I just read a (horrifying) Washington Post article about the lack of access to dental care in the us
http://www.washingtonpost.com/sf/national/2017/05/13/the-painful-truth-about-teeth/
The reporter made sure to profile a Trump supporter.
The fact is, we Democrats broke our congressional majority to give another 20-ish million people health insurance. We could have won the 2016 election with votes from (ignoring state distribution, but the newly insured probably skewed poor / more likely to be in areas we lost) perhaps 1-2% of the newly insured.

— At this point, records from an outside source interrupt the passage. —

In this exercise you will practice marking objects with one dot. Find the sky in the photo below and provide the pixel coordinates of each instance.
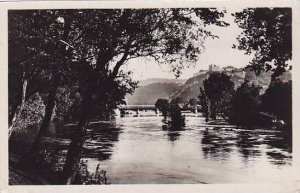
(217, 51)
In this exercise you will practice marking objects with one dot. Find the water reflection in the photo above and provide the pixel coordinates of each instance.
(173, 132)
(215, 143)
(100, 140)
(138, 150)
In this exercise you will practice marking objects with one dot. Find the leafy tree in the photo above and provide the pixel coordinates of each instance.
(193, 102)
(245, 105)
(43, 36)
(267, 33)
(89, 48)
(216, 95)
(277, 100)
(163, 106)
(172, 36)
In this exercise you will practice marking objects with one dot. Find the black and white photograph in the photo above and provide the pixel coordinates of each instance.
(168, 95)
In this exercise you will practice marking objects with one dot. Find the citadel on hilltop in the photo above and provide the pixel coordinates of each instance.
(229, 70)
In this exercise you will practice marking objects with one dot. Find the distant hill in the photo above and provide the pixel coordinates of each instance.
(160, 80)
(148, 94)
(152, 89)
(191, 88)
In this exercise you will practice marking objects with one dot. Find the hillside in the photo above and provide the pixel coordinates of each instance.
(160, 80)
(152, 89)
(191, 88)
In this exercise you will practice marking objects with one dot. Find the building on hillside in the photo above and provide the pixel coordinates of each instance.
(200, 73)
(213, 68)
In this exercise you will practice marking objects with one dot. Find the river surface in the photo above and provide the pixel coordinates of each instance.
(140, 150)
(137, 150)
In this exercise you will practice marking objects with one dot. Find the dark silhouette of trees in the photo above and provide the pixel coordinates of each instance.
(277, 100)
(245, 105)
(116, 36)
(87, 48)
(267, 33)
(215, 97)
(40, 37)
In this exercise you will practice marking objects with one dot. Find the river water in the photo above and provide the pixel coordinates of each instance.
(141, 150)
(138, 150)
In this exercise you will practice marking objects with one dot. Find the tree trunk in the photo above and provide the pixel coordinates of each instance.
(74, 152)
(19, 110)
(35, 147)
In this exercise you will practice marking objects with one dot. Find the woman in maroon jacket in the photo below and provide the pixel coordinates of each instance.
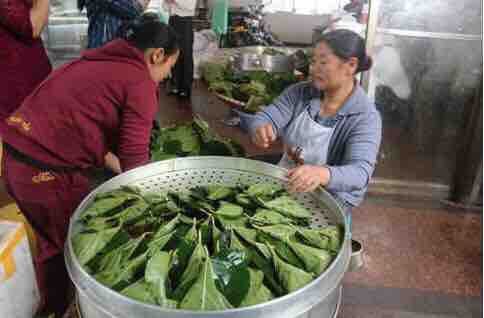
(23, 61)
(102, 103)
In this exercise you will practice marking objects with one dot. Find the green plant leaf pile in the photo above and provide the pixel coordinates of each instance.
(208, 248)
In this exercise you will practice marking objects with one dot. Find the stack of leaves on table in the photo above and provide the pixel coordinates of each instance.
(254, 88)
(209, 248)
(191, 139)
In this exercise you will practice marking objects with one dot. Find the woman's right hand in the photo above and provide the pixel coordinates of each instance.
(264, 136)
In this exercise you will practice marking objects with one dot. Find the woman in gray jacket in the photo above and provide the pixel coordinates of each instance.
(331, 119)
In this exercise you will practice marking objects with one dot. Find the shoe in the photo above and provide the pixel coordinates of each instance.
(173, 92)
(184, 95)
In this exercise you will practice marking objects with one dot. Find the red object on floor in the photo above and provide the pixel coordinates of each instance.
(47, 200)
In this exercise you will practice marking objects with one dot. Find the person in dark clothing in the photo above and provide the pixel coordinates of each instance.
(181, 19)
(73, 123)
(106, 16)
(23, 61)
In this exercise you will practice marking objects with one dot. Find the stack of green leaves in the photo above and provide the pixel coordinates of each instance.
(209, 248)
(191, 139)
(254, 88)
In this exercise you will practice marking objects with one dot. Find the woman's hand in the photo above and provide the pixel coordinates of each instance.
(112, 163)
(39, 16)
(307, 178)
(264, 136)
(144, 3)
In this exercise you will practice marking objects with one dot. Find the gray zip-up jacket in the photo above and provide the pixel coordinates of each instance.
(354, 145)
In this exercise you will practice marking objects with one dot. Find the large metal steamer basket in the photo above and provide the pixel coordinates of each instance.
(321, 298)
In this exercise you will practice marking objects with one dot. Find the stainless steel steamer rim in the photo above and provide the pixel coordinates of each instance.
(184, 173)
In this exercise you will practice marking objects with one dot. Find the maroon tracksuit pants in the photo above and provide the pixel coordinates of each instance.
(47, 199)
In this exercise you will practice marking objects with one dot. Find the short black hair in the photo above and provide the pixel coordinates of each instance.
(147, 31)
(347, 44)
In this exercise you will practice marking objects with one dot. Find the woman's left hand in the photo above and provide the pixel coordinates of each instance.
(307, 178)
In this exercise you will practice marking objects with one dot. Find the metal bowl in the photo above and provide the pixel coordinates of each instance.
(254, 59)
(320, 298)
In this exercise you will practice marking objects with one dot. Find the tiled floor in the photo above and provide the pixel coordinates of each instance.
(423, 260)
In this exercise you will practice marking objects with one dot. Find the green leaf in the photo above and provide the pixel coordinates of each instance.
(290, 277)
(260, 256)
(264, 190)
(246, 234)
(267, 217)
(158, 243)
(103, 207)
(228, 222)
(288, 207)
(128, 192)
(87, 245)
(281, 246)
(192, 235)
(191, 272)
(313, 238)
(210, 233)
(140, 291)
(128, 216)
(203, 294)
(216, 192)
(243, 199)
(280, 231)
(236, 244)
(116, 258)
(167, 228)
(156, 275)
(229, 210)
(232, 274)
(258, 293)
(315, 260)
(118, 279)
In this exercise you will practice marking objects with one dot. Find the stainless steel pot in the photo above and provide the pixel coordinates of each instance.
(254, 59)
(318, 299)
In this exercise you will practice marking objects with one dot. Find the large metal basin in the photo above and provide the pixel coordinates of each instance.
(318, 299)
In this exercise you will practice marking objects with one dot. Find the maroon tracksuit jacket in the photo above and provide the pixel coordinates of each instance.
(105, 101)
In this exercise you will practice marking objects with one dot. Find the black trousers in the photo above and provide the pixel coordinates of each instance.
(182, 75)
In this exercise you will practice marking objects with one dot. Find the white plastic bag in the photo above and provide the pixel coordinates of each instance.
(19, 294)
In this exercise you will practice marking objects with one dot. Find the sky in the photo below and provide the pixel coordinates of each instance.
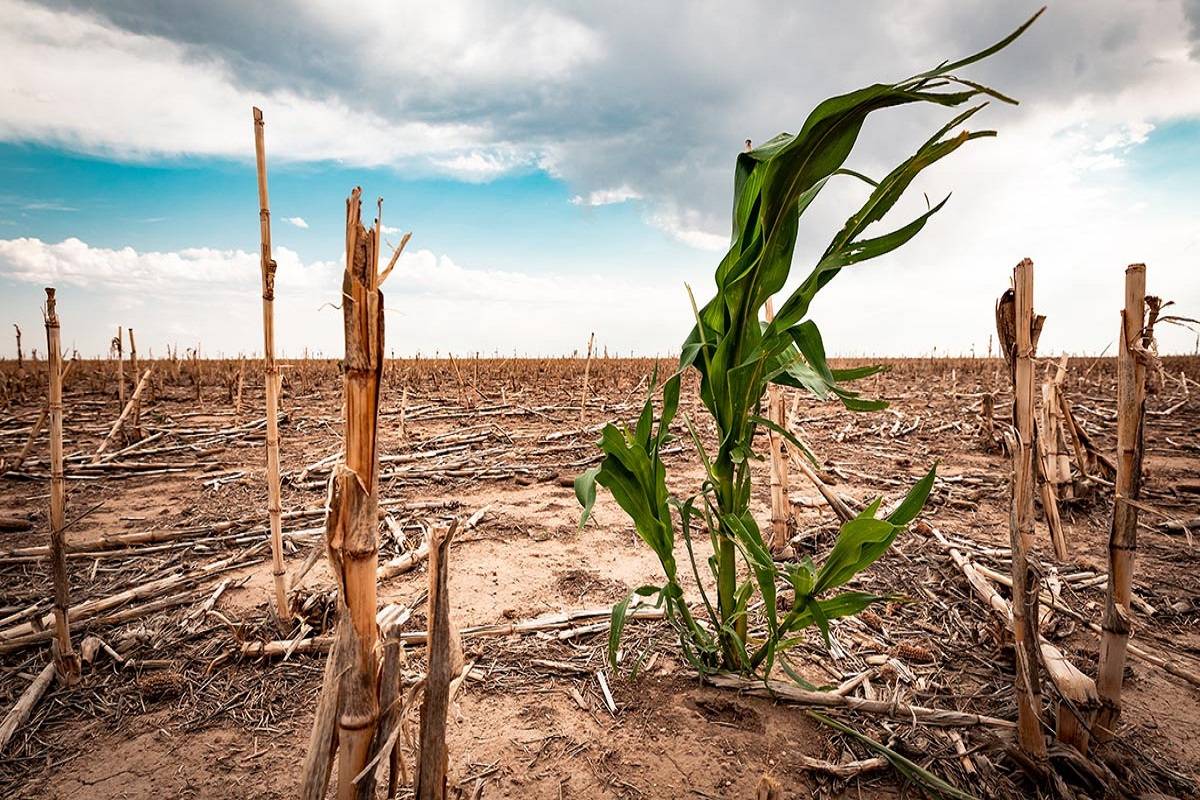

So look, we gave you health insurance and that wasn’t worth a vote, either because they’re racist garbage or couldn’t get off their asses. Yeah, I’m not feeling so bad about the prospect of them losing what they voted not to have.
weaselone
Isn’t that special. The communications are back channel, because Democrats have been completely cut off from contributing directly to the ACHA alternative under discussion in the Senate.
I’d also like to note, that the entire point of this exercise in immoral stupidity is to cut $800+ billion from Medicare and deliver a $800+ billion tax cut to people making over $500K per year over the next five years. I don’t see the Senate compromising on that, so I don’t see how Democrats could make a deal.
dr. bloor
Those four possible outcomes, of course, aren’t weighted equally in terms of probability. I’d say the odds of something that offers 90-95% of ACA ending up on the Tangerine Ballsack’s desk for a signature are vanishingly small.
David Anderson
@dr. bloor: Agreed, but there is a possibility of that outcome so a few cups of coffee are a worthwhile investment. The success path would look like the following:
Trump needs a good news cylce or three. Cassidy-Collins with a technical comb-over is passed with 65 votes in the Senate. The House and Senate go to conference and pass Cassidy-Collins V2 with 65 votes in the Senate and 270 in the House (Dems supplying 120+ in the House) and Trump not caring about policy has a good news cycle or two.
Or it burns time on a limited calendar
Weaselone
@David Anderson:
Again. I just don’t see it happening. The Republican objective is to deliver a massive tax cut to the wealthy paid for by cutting Medicaid. This then sets them up to deliver another massive tax cut when they enact tax “reform”.
I don’t see Republicans backing down on the tax cuts and I don’t see Democrats selling out Medicaid, so how does a deal get done that preserves 90-95% of the ACA?
Frank Wilhoit
Your decision tree makes sense, but it neglects the fact that the great bulk of Republican Senators, including the leadership, very specifically want to be able to brag that the final bill got zero Democrat [sic] votes — even if that is why it didn’t pass.
Frank Wilhoit
Also, too: it is not about the tax cuts for their own sake. It is about the revenue loss from the tax cuts as pretext for causing other kinds of harm.
Mnemosyne
I am also skeptical that talking to the Repubs will change the final bill much, but there is definitely value in slow-walking and generally gumming up the works as best we can. The Republicans in 2009 had no qualms about demanding a seat at the table and then voting as a block against the final bill, and we shouldn’t either.
artem1s
Time Burned. Most important part of that flow chart IMO. It means more time for the GOP axis of evil in the House to blow up and come unraveled. It means more people at risk of losing their jobs come 2018. It means more media for the good guys to get their plans and ideas out there. It means one more disastrous day for the GOP leadership to have to do damage control on behalf of the WH.
time, time, time is on our side…
yes it is
Raoul
Congrats @David for getting a Brian Beutler tweet link to this post!